仕組み:依拠してよい情報と、してはいけない情報
| 情報の種類 | ノーリライアンス条項導入後の位置付け |
|---|---|
| SPA本体の表明保証・開示別紙 | 依拠可。違反があれば補償請求の根拠になる |
| CIM・ティーザー | 依拠不可。記載内容の正確性を売り手は保証しない |
| マネジメントプレゼン・Q&A回答 | 依拠不可。口頭説明も含め契約外の情報として扱う |
| 事業計画・将来予測 | 依拠不可が原則。予測はあくまで仮定であり保証の対象外 |
買い手からすると、DDで重視した情報のうち本当に譲れないものは、この条項が入る前提で個別の表明保証として明文化しておく必要があります。明文化されなかった情報は、後から「CIMに書いてあった」と主張しても補償請求の根拠にはなりません。
整数設例で確認する
設例(架空数値・単位:百万円)。CIMには「今後5年間、EBITDAは年率10%で成長する」との記載があり、初年度のCIM記載予測値は1,200でした。クロージング後、実際の初年度EBITDAは950にとどまりました。

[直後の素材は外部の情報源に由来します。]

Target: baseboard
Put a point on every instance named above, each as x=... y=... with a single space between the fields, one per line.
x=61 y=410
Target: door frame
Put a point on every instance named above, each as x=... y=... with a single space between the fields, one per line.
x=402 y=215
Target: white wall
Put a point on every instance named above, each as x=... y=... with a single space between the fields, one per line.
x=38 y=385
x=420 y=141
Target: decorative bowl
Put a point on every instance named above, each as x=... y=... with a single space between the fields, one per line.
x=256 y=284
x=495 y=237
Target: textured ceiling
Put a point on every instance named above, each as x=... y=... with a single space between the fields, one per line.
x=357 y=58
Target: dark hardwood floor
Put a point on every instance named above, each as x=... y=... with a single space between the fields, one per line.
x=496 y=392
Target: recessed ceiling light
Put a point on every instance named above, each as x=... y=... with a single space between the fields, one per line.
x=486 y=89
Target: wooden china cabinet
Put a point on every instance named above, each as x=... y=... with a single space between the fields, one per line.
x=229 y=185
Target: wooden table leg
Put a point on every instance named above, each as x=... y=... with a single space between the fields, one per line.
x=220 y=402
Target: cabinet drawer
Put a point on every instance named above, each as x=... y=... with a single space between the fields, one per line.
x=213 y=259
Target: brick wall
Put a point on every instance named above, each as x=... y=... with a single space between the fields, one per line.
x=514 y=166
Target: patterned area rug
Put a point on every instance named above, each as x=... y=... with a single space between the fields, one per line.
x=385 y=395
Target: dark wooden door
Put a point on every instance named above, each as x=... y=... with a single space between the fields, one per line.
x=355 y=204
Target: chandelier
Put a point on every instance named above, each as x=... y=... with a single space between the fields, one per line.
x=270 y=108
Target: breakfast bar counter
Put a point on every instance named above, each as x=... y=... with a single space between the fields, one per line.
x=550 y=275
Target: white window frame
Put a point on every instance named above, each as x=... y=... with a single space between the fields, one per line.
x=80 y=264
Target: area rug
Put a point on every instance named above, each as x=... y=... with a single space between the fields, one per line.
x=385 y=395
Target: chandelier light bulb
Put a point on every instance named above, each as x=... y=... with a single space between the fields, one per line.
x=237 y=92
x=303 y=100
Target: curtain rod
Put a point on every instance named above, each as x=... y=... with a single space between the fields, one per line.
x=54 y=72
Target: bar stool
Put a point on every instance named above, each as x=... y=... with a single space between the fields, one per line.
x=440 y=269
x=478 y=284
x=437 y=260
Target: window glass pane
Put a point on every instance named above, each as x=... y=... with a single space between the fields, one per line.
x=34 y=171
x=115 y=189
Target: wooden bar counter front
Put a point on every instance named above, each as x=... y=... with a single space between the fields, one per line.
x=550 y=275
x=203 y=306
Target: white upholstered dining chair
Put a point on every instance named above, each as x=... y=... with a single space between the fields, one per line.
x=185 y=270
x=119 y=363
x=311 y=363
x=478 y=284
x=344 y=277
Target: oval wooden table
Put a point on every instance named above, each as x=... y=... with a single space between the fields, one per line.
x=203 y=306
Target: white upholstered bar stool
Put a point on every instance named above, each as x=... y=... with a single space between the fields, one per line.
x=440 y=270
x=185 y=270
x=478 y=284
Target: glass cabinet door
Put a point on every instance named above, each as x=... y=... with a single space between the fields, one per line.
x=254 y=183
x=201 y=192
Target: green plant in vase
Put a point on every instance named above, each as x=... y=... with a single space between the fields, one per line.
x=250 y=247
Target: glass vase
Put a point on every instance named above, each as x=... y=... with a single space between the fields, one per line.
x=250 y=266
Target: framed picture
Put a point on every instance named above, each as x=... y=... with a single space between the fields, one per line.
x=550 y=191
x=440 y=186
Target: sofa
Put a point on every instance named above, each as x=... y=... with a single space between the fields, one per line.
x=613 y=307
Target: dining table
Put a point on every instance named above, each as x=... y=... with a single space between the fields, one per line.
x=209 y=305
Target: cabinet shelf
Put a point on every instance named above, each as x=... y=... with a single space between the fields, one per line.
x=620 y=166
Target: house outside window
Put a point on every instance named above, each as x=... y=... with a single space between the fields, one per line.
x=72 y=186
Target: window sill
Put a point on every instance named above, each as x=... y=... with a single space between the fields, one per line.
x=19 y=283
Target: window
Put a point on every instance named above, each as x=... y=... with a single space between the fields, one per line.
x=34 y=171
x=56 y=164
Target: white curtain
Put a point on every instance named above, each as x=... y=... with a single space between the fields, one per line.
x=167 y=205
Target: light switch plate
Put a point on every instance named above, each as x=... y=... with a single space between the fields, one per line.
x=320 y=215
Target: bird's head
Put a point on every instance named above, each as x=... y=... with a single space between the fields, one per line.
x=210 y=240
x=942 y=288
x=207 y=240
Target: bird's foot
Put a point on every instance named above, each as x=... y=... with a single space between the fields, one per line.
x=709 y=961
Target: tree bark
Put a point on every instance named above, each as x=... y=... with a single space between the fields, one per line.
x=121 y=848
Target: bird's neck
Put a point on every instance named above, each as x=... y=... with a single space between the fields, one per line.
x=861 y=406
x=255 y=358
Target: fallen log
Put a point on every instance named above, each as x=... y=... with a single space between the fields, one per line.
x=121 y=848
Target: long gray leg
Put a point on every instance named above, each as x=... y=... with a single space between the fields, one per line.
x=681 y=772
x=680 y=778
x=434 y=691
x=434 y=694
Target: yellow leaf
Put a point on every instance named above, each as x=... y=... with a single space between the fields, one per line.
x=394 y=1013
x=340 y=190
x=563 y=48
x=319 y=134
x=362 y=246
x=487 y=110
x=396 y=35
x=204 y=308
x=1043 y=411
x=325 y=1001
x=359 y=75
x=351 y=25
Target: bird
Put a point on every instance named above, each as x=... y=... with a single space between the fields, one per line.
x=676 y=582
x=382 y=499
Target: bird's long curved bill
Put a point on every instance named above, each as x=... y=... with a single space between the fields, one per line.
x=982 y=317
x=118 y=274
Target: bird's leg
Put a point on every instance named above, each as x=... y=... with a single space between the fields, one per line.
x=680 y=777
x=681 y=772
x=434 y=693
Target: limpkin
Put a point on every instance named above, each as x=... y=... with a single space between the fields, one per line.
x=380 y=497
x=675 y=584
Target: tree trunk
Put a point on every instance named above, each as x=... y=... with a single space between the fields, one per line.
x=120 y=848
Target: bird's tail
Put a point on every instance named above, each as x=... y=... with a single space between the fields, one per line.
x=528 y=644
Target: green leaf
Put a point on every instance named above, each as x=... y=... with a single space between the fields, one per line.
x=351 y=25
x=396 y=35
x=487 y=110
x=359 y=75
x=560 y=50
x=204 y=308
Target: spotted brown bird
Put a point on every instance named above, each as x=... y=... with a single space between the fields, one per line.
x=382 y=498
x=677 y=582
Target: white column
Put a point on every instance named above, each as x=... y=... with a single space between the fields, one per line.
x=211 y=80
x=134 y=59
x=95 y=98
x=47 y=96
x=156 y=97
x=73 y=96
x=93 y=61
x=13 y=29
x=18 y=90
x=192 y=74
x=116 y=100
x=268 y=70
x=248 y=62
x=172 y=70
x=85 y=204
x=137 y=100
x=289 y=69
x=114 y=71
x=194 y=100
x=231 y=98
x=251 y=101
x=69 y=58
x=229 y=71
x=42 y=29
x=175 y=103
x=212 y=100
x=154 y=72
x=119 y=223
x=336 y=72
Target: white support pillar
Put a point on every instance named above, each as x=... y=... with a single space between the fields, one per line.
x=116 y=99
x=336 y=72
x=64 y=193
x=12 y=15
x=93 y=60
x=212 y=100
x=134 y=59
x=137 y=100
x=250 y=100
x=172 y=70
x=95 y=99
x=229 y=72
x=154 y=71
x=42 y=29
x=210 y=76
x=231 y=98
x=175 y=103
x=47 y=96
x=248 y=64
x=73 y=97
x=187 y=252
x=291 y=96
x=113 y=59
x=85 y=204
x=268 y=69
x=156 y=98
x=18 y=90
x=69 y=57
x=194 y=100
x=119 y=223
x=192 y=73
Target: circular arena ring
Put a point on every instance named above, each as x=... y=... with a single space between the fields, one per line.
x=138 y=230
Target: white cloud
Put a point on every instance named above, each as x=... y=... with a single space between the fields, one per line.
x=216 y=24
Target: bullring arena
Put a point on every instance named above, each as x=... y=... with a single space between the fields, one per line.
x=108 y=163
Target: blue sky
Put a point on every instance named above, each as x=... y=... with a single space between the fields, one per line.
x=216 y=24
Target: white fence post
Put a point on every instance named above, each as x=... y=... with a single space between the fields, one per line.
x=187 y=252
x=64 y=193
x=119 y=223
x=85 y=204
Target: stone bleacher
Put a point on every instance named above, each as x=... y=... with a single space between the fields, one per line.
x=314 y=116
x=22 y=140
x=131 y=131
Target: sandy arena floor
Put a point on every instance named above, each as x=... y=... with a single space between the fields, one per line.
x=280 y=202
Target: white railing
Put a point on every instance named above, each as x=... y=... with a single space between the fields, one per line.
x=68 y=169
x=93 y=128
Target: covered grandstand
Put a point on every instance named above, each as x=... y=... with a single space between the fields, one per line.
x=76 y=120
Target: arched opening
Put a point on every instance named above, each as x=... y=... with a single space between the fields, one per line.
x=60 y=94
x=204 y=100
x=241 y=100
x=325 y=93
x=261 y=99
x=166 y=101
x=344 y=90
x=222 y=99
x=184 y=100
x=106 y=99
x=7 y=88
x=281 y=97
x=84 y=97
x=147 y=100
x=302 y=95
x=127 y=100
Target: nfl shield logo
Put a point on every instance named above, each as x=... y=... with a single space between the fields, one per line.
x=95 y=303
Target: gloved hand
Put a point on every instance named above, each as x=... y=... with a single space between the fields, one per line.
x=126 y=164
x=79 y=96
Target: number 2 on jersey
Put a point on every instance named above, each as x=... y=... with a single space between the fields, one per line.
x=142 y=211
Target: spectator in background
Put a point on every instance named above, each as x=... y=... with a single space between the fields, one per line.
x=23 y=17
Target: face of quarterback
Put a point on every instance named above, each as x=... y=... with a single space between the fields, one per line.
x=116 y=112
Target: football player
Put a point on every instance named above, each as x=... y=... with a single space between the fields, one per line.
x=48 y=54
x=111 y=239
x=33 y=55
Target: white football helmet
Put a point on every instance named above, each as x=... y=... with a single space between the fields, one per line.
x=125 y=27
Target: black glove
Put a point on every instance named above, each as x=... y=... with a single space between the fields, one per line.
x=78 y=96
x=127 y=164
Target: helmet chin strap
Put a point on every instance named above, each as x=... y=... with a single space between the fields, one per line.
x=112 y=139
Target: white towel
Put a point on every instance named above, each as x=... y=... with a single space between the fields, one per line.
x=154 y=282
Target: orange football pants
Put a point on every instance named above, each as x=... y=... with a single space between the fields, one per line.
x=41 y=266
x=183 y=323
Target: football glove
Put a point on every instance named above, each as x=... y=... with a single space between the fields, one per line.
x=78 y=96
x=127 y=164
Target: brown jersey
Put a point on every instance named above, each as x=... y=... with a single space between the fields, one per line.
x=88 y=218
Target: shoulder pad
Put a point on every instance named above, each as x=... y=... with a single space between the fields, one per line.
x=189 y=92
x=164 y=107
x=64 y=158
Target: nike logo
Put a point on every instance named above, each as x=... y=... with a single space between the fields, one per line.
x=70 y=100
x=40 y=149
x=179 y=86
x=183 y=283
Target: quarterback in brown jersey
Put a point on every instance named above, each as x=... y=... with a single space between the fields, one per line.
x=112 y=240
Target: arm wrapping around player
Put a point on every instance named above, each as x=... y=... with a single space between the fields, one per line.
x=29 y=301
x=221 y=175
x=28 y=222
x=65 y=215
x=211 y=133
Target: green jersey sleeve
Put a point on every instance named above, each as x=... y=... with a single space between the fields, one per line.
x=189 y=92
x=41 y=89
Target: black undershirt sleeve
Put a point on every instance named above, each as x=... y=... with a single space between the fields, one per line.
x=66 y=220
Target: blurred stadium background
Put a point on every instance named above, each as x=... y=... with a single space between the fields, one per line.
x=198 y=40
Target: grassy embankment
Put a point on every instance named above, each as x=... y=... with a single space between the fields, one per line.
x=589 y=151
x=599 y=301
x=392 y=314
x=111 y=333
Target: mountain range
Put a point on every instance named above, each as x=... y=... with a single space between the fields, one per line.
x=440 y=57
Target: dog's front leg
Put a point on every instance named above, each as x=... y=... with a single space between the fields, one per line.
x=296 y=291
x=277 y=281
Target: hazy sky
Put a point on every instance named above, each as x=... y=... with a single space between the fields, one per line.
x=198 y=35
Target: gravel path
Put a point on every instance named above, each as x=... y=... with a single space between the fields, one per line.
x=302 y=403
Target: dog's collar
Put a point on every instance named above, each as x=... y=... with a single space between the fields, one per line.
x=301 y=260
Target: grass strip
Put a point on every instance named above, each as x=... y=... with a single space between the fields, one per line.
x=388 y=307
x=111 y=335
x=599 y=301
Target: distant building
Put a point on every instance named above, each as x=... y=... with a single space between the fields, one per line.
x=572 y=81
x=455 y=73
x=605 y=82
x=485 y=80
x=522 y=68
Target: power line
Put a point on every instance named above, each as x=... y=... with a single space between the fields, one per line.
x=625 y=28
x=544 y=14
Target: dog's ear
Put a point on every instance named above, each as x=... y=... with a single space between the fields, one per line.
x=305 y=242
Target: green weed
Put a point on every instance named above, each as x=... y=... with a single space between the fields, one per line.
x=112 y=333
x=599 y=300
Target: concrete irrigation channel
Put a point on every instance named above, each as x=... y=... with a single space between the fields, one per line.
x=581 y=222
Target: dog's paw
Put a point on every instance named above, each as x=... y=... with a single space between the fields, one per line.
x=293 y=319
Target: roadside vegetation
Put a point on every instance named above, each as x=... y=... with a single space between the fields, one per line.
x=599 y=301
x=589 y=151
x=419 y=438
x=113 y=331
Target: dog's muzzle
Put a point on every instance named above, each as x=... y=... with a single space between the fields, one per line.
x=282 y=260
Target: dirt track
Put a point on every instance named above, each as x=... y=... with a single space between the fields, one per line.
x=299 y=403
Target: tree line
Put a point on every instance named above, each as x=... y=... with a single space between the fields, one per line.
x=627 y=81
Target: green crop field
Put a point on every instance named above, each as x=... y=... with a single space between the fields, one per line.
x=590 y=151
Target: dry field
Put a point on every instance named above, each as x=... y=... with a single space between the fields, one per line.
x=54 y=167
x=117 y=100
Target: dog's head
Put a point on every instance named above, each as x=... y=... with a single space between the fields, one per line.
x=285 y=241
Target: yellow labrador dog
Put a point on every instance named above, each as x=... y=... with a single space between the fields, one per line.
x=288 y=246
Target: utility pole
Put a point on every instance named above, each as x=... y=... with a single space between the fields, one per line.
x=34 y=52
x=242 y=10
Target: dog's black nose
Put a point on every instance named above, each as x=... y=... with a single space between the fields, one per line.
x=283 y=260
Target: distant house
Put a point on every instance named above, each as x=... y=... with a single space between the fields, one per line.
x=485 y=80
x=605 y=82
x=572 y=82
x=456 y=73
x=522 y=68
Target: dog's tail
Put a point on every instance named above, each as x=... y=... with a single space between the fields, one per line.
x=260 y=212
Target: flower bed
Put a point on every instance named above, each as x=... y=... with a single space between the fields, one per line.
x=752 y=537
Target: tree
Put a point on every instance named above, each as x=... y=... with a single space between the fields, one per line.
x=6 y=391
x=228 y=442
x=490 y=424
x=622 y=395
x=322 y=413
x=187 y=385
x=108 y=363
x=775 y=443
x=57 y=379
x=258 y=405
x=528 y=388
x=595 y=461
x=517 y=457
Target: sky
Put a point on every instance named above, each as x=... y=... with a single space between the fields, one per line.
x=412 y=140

- CIM予測と実績の乖離:1,200−950=250
- 買い手がこの乖離をEV/EBITDA倍率7.0倍で損害額換算した場合の想定請求額:250×7.0=1,750
ノーリライアンス条項がなければ、買い手はこの1,750を根拠に補償請求を試みるかもしれません。しかし、①予測情報がSPAの表明保証として明文化されておらず、②ノーリライアンス条項によりCIMへの依拠自体が排除されているため、この請求はSPA上の補償条項では認められません。買い手が事前にこのリスクを避けるには、「向こう1年間の主要顧客との契約継続」など、予測の前提となる事実を個別の表明保証として書き込んでおく必要がありました。
契約条項への影響
ノーリライアンス条項は表明保証の射程を画定する条項であり、サンドバッグ条項(買い手が事前に知っていた事実についても補償請求できるかを定める条項)や開示別紙と合わせて「何が補償の対象になるか」を確定させる一群の条項として機能します。故意の詐欺(フロード)による情報提供があった場合の請求まで一律に遮断できるかは契約準拠法・判例によって扱いが分かれるため、多くのSPAでは「故意の詐欺の場合を除く」という適用除外を明記します。
契約レビュー・DDでの確認の実務
Excelでのモデル化にはなじまない条項のため、契約レビューの実務手順として整理します。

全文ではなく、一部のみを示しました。